Proxmox Host Configuration

Install Proxmox VE Exporter on your Proxmox host:

# On Proxmox host
wget https://github.com/prometheus-pve/prometheus-pve-exporter/releases/latest/download/prometheus-pve-exporter
chmod +x prometheus-pve-exporter

# Create config file
cat > pve.yml << EOF
default:
  user: monitoring@pve
  password: your-password
  verify_ssl: false
EOF

# Run the exporter
./prometheus-pve-exporter --config.file=pve.yml

Installation Steps

  1. Create monitoring VM with adequate resources (4GB RAM, 20GB disk recommended)

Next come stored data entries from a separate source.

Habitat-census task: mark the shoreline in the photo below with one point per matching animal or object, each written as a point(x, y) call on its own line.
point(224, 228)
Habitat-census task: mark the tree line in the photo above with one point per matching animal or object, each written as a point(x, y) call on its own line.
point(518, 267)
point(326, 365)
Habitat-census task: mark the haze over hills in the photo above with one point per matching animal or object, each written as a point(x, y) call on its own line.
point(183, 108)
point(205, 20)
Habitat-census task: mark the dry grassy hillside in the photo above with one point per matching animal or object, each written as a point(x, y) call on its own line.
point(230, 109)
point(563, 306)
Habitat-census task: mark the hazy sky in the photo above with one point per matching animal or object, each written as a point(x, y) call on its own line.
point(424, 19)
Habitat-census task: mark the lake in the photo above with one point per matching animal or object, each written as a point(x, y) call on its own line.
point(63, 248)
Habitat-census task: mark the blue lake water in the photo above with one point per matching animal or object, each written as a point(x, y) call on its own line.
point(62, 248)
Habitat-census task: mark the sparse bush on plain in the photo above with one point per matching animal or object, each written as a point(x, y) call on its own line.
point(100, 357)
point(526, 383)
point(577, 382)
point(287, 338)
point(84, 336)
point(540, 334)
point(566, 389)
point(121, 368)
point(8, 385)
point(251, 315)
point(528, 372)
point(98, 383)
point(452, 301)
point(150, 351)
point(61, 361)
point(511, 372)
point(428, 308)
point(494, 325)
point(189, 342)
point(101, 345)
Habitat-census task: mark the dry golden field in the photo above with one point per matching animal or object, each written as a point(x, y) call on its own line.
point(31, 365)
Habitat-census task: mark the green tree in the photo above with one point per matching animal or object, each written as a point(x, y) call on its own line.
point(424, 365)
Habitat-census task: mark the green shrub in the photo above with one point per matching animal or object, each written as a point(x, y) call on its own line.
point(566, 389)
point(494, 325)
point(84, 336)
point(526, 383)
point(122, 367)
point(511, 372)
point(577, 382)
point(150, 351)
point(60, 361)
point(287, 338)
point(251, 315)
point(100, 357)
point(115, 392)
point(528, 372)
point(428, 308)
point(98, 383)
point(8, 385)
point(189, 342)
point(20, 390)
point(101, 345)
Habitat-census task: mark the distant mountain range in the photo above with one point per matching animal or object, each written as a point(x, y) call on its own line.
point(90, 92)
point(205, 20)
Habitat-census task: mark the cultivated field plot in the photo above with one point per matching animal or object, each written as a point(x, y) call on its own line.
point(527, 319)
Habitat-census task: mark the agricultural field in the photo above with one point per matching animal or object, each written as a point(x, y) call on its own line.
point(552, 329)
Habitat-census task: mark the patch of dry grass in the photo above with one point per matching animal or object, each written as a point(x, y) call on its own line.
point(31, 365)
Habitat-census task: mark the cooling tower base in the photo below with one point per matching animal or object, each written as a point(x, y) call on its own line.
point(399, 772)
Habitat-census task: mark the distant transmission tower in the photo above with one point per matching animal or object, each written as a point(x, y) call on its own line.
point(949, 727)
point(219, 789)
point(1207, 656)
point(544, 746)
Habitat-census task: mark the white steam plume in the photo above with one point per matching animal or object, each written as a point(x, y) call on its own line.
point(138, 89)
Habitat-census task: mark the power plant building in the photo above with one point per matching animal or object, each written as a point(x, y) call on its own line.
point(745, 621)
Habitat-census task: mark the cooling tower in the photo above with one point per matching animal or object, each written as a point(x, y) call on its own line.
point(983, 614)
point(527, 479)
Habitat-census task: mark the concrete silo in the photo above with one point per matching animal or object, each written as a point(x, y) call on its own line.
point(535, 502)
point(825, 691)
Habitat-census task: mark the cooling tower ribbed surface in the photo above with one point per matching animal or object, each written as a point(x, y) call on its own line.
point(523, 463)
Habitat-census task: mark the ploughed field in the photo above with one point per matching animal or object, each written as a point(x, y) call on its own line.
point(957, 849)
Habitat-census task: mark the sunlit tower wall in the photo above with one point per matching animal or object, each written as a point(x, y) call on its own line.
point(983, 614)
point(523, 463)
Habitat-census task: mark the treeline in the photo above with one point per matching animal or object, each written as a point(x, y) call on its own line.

  2. Set up main monitoring stack:

    mkdir -p monitoring/{prometheus,alertmanager,grafana/provisioning/{datasources,dashboards}}
    cd monitoring
    # Copy all configuration files from above
    docker-compose up -d
    
  3. Deploy exporters on each VM:

    # On each VM
    docker-compose -f node-cadvisor-compose.yml up -d
    
  4. Configure Proxmox exporter on the host

  5. Set up Home Assistant integration:

    Option A: Enable Prometheus in Home Assistant

    # Add to Home Assistant configuration.yaml
    prometheus:
      namespace: homeassistant
      filter:
        include_domains:
          - sensor
          - binary_sensor
          - switch
          - light
          - climate
          - weather
    

    Option B: Deploy custom HA exporter

    # Create and run the Home Assistant exporter
    python3 homeassistant_exporter.py
    
  6. Optional: Set up HomeKit integration

    # If using homekit2mqtt bridge
    npm install -g homekit2mqtt
    homekit2mqtt --mqtt-url mqtt://your-mqtt-broker
    
    # Then run the HomeKit exporter
    python3 homekit_exporter.py
    
  7. Access interfaces:

  8. Import dashboards in Grafana:

    • Node Exporter Full (Dashboard ID: 1860)
    • Docker and system monitoring (Dashboard ID: 893)
    • Proxmox VE (Dashboard ID: 10347)
    • Home Assistant (Dashboard ID: 11021)
  9. Generate Home Assistant Long-Lived Access Token:

    • Go to HA Profile → Long-Lived Access Tokens
    • Create new token and update exporter configs

Customization Notes

  • Update all IP addresses in prometheus.yml to match your network
  • Configure email settings in alertmanager.yml
  • Adjust alert thresholds in alerts.yml based on your requirements
  • Add custom exporters for specific application monitoring
  • Set up proper authentication and SSL for production use

Maintenance

  • Monitor disk space usage for time-series data
  • Regular backups of configuration files
  • Update container images periodically
  • Review and tune alert rules based on false positive rates

This setup provides comprehensive monitoring for your home lab with room for expansion as your infrastructure grows.